The sin of wedding day dirtiness hits home, and suddenly you’re grasping for your son with all you’ve got, fighting the physics of gravity and its insatiable desire to cleave the fallen to its chest. Jay, athletic marvel that he is, finds purchase with one of his feet, and for a split-second it appears disaster may be avoided. But Jay’s only remaining upright because he’s got a death-grip on your arm, and before you know it the roles have reversed; Jay has climbed your arm like a ladder to the safe haven of stability while you’ve severed your ties with verticality and are crashing to the ground.

Grass stains like the finger-paint offerings of a three-year old color your tux. You pull yourself up to a sitting position, needing a minute to compose yourself before beginning the long ascent to upright. Jay, red-faced with embarrassment, offers you his hand. It’s then that the women appear.
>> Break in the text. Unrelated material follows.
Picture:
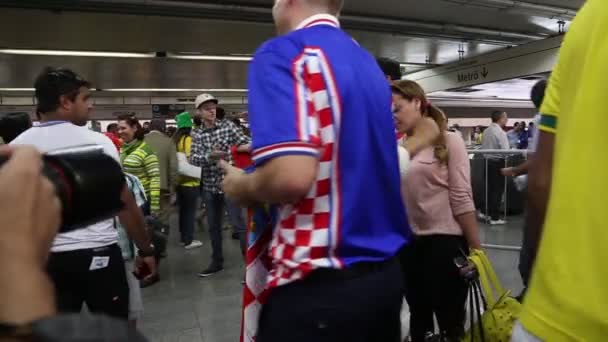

They emerge from the staging room of the clubhouse in all their terrible beauty, your ex-wife leading the way. Janie’s directly behind Deidre, while Mallory’s apparently at the end of the procession waiting for a signal that Tad’s out-of-sight. The women scan the grounds like predatory birds for the groom-to-be.

Deidre spots you first. Clumsily grasping at Jay’s hand, looking every bit the naughty boy trying to skirt trouble. She casts a withering stare quickly coupled by Janie, their chastising eyes harkening back to a place and time when you took their looks of disapproval for granted. You turn to your sons. They’re staring at you with oh shit expressions, hoping against hope that you’ve got an excuse to keep everyone out of trouble.

It’s then that the memory comes to you. The one you’ve been trying to place all day. Back when the kids were strung between adolescence and teenagehood and your relationship with Deidre had lost some of the elastic of its early years. There’s a broken lamp in the living room, courtesy of a fireman’s carry gone wrong, and Deidre’s leveling you with the same stare she’s got you pinned with now. Janie’s yelling at Jay to move so she can see Step by Step on the television and Randy’s trying to pick up the broken pieces of the lamp and Mallory’s in the kitchen talking on the phone with the mustard-yellow cord that stretches across half the house. And what are you doing? You’re breaking off Deidre’s stare and walking away from it all, out the front door and into your truck, driving to the gas station to get a pack of smokes.

God, you think now, turning back to Deidre and soaking up her stare for all that it is worth, if I wouldn’t have done that I might have lived forever.